Já no caso da Ellie, são inúmeros os críticos que apontaram o ridículo de certas situações em que ela e outros NPCs ignoram totalmente as regras de stealth que estão na base de The last of us, com o explícito intento de não prejudicar a experiência do jogador. Com isso, nós temos NPCs que não servem ao jogador nem narrativa, nem mecanicamente, mas que são desenvolvidos de forma unilateral, obedecendo apenas a algumas regras do mundo do jogo, justamente àquelas que são mais convenientes ao jogador.

Assim, o resultado de uma análise mais ampla da alteridade na nossa indústria revela que o outro costuma funcionar ou como inimigo, ou como um acessório na trajetória do jogo – o que soa excessivamente familiar a um clássico dito: se você não está comigo, está contra mim.

Quando a gente recua ainda mais o olhar, abandona os personagens e pensa apenas no discurso sobre as mecânicas, a gente vê mais uma vez um pressuposto que mimetiza esse pensamento: é bastante conhecido que jogos são frequentemente avaliados na medida de quanto controle eles oferecem ao jogador, de quantas variáveis eles colocam na mão do jogador para que ele possa fazer o que quiser, com um mínimo de interferência explícita do game designer, seja essa interferência refletida em pequenas coisas, como uma cutscene que não pode ser pulada, ou até em grandes coisas, como estruturas aleatórias e imprevisíveis, timers, NPCs que se comportam de forma arredia etc.

O mundo de um jogo é criado para que o jogador possa experimentá-lo, interagir com ele, se expressar nele, e ter sentimentos específicos despertados durante esse processo.
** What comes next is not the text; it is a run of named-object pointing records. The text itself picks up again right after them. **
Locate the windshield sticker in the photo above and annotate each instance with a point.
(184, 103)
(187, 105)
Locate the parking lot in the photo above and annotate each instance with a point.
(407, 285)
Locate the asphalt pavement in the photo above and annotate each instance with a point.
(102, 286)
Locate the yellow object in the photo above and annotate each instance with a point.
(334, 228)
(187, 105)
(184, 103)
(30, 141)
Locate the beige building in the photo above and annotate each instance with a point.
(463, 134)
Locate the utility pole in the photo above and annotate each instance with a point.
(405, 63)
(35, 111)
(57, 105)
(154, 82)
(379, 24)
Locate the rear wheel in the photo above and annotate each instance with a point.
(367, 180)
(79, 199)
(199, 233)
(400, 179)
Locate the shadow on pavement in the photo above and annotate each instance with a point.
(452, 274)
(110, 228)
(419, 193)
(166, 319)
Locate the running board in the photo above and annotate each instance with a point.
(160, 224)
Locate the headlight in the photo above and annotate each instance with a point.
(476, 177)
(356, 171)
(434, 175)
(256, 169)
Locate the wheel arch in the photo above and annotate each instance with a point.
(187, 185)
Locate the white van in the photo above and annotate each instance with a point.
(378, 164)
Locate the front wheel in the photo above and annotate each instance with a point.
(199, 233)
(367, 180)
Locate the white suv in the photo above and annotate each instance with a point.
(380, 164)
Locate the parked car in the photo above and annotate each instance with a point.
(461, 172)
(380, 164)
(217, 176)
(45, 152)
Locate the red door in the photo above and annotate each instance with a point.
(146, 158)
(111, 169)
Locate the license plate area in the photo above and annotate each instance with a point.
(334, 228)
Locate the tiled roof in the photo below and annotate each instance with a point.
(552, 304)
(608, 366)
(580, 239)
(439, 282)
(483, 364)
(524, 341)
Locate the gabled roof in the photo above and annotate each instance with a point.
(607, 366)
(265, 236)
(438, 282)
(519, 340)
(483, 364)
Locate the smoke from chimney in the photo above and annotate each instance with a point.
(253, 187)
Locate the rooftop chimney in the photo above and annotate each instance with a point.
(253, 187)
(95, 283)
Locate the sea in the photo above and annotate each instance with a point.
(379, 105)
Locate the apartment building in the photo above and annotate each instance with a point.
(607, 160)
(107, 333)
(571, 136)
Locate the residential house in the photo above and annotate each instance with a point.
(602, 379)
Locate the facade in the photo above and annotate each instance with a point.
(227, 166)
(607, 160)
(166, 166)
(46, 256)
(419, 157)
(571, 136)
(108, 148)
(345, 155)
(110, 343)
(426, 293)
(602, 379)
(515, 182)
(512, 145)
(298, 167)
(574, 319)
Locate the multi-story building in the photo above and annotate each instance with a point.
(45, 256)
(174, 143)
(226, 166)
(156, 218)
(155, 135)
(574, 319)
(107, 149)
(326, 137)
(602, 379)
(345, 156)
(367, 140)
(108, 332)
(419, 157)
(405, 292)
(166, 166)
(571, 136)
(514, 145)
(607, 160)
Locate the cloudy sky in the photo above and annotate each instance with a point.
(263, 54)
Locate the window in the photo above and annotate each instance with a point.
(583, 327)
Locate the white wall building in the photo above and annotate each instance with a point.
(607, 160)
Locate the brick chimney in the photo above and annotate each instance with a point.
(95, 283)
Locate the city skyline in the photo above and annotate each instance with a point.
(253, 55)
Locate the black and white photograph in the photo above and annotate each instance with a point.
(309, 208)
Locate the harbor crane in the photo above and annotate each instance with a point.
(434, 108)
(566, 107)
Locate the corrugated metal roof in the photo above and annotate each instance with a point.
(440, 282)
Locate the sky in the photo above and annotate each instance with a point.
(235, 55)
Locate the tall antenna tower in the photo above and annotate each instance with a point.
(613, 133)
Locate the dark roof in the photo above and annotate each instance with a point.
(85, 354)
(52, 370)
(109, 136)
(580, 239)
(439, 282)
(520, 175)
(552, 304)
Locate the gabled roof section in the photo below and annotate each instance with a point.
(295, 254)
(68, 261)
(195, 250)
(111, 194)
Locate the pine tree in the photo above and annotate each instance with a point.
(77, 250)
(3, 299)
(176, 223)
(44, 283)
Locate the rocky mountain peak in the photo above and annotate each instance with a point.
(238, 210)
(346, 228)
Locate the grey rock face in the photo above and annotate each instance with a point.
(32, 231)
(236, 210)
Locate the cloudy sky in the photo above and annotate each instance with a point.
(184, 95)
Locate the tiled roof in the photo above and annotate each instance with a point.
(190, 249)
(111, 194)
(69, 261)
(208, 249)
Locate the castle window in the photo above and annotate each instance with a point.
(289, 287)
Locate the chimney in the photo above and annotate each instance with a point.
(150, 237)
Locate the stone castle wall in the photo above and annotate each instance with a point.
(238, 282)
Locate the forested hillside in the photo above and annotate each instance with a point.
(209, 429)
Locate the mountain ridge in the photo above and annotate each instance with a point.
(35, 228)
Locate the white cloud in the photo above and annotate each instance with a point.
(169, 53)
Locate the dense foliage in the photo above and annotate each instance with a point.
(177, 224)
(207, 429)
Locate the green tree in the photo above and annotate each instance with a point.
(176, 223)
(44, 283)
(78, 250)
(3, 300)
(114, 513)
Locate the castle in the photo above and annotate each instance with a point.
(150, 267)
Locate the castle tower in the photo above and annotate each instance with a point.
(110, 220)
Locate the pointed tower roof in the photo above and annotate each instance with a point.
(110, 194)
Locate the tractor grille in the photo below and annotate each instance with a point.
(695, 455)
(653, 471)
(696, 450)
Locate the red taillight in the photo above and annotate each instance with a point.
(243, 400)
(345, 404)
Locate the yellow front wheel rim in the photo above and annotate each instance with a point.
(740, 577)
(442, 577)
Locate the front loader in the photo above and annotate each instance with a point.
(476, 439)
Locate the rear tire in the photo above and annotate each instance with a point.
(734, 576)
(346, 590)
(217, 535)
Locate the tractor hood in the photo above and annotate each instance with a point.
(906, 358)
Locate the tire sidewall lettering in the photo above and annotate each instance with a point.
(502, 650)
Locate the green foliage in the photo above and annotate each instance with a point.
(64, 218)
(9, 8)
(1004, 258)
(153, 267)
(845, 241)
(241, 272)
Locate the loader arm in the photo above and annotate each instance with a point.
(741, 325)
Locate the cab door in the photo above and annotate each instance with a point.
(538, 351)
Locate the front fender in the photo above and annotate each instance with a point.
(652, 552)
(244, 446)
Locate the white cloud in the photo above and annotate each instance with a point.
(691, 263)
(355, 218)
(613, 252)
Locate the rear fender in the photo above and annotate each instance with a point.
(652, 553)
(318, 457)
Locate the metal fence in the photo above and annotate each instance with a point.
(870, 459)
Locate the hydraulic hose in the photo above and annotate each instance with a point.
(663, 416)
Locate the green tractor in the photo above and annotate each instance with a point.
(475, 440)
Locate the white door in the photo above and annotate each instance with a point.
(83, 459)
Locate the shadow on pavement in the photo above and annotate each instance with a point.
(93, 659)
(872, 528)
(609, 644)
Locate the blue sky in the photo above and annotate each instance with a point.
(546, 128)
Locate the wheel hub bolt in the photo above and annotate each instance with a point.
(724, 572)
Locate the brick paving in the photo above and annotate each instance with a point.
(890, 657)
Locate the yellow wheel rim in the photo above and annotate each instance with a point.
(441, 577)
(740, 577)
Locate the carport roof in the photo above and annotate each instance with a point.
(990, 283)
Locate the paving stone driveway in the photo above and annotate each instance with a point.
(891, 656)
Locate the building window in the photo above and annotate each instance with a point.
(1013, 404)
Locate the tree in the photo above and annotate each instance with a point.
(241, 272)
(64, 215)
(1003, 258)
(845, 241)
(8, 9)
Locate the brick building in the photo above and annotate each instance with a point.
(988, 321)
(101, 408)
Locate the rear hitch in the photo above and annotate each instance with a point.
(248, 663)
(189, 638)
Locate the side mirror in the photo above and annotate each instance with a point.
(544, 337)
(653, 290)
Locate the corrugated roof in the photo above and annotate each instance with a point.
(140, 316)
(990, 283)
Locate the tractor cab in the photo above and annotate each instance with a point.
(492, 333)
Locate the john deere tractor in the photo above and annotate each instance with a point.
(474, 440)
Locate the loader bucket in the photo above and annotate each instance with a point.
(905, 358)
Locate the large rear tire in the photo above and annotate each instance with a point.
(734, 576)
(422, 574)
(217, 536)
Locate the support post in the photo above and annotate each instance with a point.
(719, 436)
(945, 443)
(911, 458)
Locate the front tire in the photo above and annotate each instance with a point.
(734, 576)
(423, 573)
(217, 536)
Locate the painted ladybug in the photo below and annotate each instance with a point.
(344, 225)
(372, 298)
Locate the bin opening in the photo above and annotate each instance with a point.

Portanto, num nível amplo, certamente tudo que acontece ou deixa de acontecer num jogo se dá em função da pessoa segurando o controle. Porém, essa estrutura em função do jogador pode se refletir de diversas formas, e não apenas como tudo existindo literal e claramente em função do jogador.

Porque, como está, essa forte tendência histórica esconde um pressuposto político dos mais relevantes e sombrios dos dias atuais: a profunda indiferença e violência para com o outro. O mundo experimenta hoje um desenvolvimento histórico que seria dos mais interessantes, caso não fosse também perturbador: após inúmeros avanços nos direitos humanos nos últimos 250 anos, notam-se regressões de todo tipo, e discursos que se imaginavam mortos reaparecem com tom de novidade. Muitos desses discursos revelam profunda violência em relação ao outro, especialmente minorias. Inimigos invisíveis são criados, narrativas falsas são elaboradas, e o revisionismo histórico está a todo vapor.

A questão mais curiosa para mim, porém, é a dificuldade de se colocar no lugar desse outro ameaçado, do outro que não compartilha da sua origem, da sua orientação sexual, do seu gênero, da sua religião, da sua ideia do que um governo deve oferecer ao seu cidadão. Esse outro pode ser fundamentalmente diferente de você em diversas áreas, uma alteridade absoluta, mas ainda é humano e sente medo hoje. E, sendo um consumidor ávido de jogos, eu não consigo deixar de pensar na certamente minúscula, porém real contribuição que a arte e especificamente os jogos deram para a criação de um mundo que regride.

E, para mim, essa contribuição está nessa forma básica e subserviente como jogos veem a alteridade, criando experiências que são explicitamente desenvolvidas em volta do jogador, procurando dar a ele a sensação de ser o centro do mundo, o agente fundamental da mudança. Não à toa, são extremamente comuns em jogos fantasias de poder e narrativas em que o protagonista salva o mundo inteiro sozinho ou com a ajuda de poucos. E, nesse contexto em que o sujeito é absoluto, só existe quem se subordina a ele de alguma forma, e quem não se subordina, e que acaba se tornando obstáculo ou sendo eliminado.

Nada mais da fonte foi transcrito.